Penampakan satelit terbesar dari Bima Sakti terjadi di selatan Jawa pada tahun 2009. DNB mendeteksi laut remang-remang pada 26 Juli dan terus melacaknya hingga 9 Agustus, ketika Bulan kembali menenggelamkan mereka. Citra menegaskan bahwa Laut Luminescent membentang lebih dari 100.000 kilometer persegi. Perkiraan menempatkan jumlah bakteri yang terlibat dalam acara di lebih dari 10 sextillion (satu sextillion sama dengan 1.000 miliar), menjadikannya peristiwa terbesar dalam catatan.
“Ini hanya jumlah bakteri yang tak terbayangkan yang berpartisipasi dalam acara ini,” kata Haddock.
Pengamatan satelit juga memungkinkan para peneliti untuk mengambil stok kondisi laut ketika laut susu hadir. Penelitian baru mengukur detail seperti suhu air dan jumlah klorofil di sini.
“Tidak ada keraguan bahwa ada hubungan antara tingkat klorofil yang tinggi dan lautan susu,” kata Nealson. “Tidak ada yang lebih dekat dengan jawaban atas fenomena itu selain [Miller, Haddock, and their colleagues]; mereka melakukan pekerjaan yang sangat luar biasa.
Ahli biologi Pierre Herring, seorang pensiunan profesor di Pusat Oseanografi Nasional di Southampton, Inggris, menerimanya. “Hampir semua informasi tentang Bima Sakti sampai tahun 1990-an adalah anekdot dari orang-orang di atas kapal,” kata Herring. “Sekarang kami memiliki pengamatan jarak jauh dari satelit yang menunjukkan dengan tepat di mana fenomena ini terjadi dan bagaimana mereka berubah dari waktu ke waktu. Ini adalah langkah maju yang besar.
Menyelam ke laut
Sementara citra satelit adalah alat yang penting, Miller berharap proyek tersebut pada akhirnya akan menghasilkan pengamatan waktu nyata. Ada banyak pertanyaan yang belum terjawab tentang Bima Sakti, beberapa di antaranya cukup mendasar. Misalnya, para ilmuwan tidak tahu apakah bakteri membentuk lapisan tipis di permukaan atau meluas lebih dalam di bawah air. Mereka juga tidak yakin apakah alga yang mekar adalah sumber makanan utama bagi bakteri.
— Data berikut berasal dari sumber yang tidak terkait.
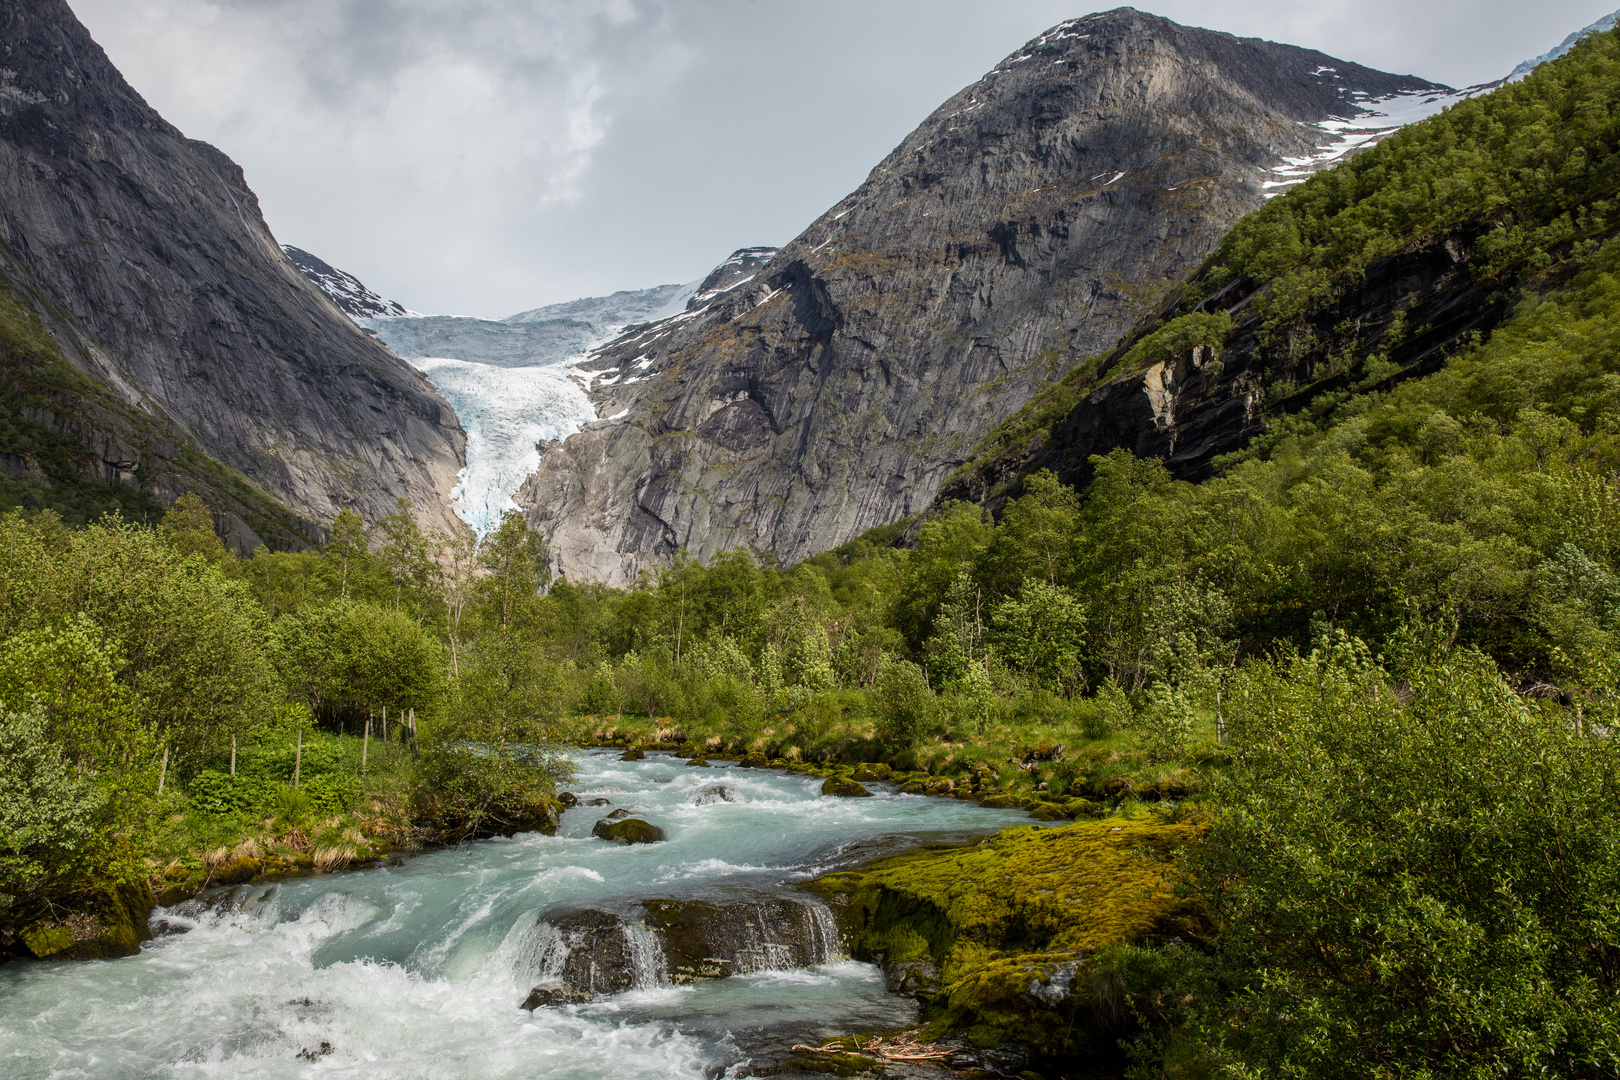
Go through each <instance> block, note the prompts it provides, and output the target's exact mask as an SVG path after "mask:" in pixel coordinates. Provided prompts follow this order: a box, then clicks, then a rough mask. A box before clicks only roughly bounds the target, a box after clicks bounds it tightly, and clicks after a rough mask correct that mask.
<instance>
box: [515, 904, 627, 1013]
mask: <svg viewBox="0 0 1620 1080" xmlns="http://www.w3.org/2000/svg"><path fill="white" fill-rule="evenodd" d="M541 923H549V925H551V928H552V929H554V931H556V938H552V939H551V941H548V942H546V947H544V952H543V955H541V968H543V970H551V972H556V970H557V965H556V960H557V954H561V955H562V965H561V976H559V978H557V980H556V981H551V983H541V986H536V988H535V989H536V991H539V989H543V988H544V989H546V991H548V993H546V994H541V997H539V1001H536V1002H535V1004H536V1006H544V1004H552V1006H559V1004H577V1002H580V1001H588V999H590V996H591V994H620V993H624V991H627V989H635V988H637V984H638V983H642V984H654V983H656V973H654V972H643V973H642V976H640V978H638V976H637V954H635V949H633V947H632V944H630V938H632V933H633V929H635V928H629V926H625V921H624V918H622V916H620V915H617V913H614V912H603V910H599V908H585V910H578V912H567V913H564V915H546V916H544V918H541ZM530 999H531V1001H533V999H535V996H533V994H530ZM523 1007H525V1009H528V1007H530V1004H528V1002H523Z"/></svg>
“Jika Anda berada di tengah-tengah salah satu bunga ini, banyak hal yang kita bicarakan jelas akan berubah menjadi baik atau buruk,” kata Nealson. “Ini sangat tidak biasa dalam sains, bahwa Anda bisa mendapatkan jawaban yang begitu jelas.”
Tetapi studi langsung secara langsung dapat terus sulit dipahami. Tidak ada fasilitas laut utama di dekat wilayah di mana Bima Sakti tampaknya paling umum, dan laut dipenuhi dengan bajak laut dan bahaya lain yang menjauhkan banyak kapal penelitian.
Foto atau video tidak pernah andal menangkap lautan susu. Upaya terdekat adalah pada tahun 2010, ketika seorang kru berusaha untuk mengambil foto laut bercahaya menggunakan flash, yang dengan cepat menghapus fenomena cahaya rendah. Miller berharap lebih banyak tim penjualan dapat dilengkapi dengan kamera yang dirancang khusus untuk memotret bioluminesensi.
Sementara itu, Miller berharap suatu hari nanti mengalami misteri sekilas secara langsung.
“Saya selalu ingin menyelam ke dalam lautan susu dan melihat apakah masih bersinar di bawah permukaan,” katanya.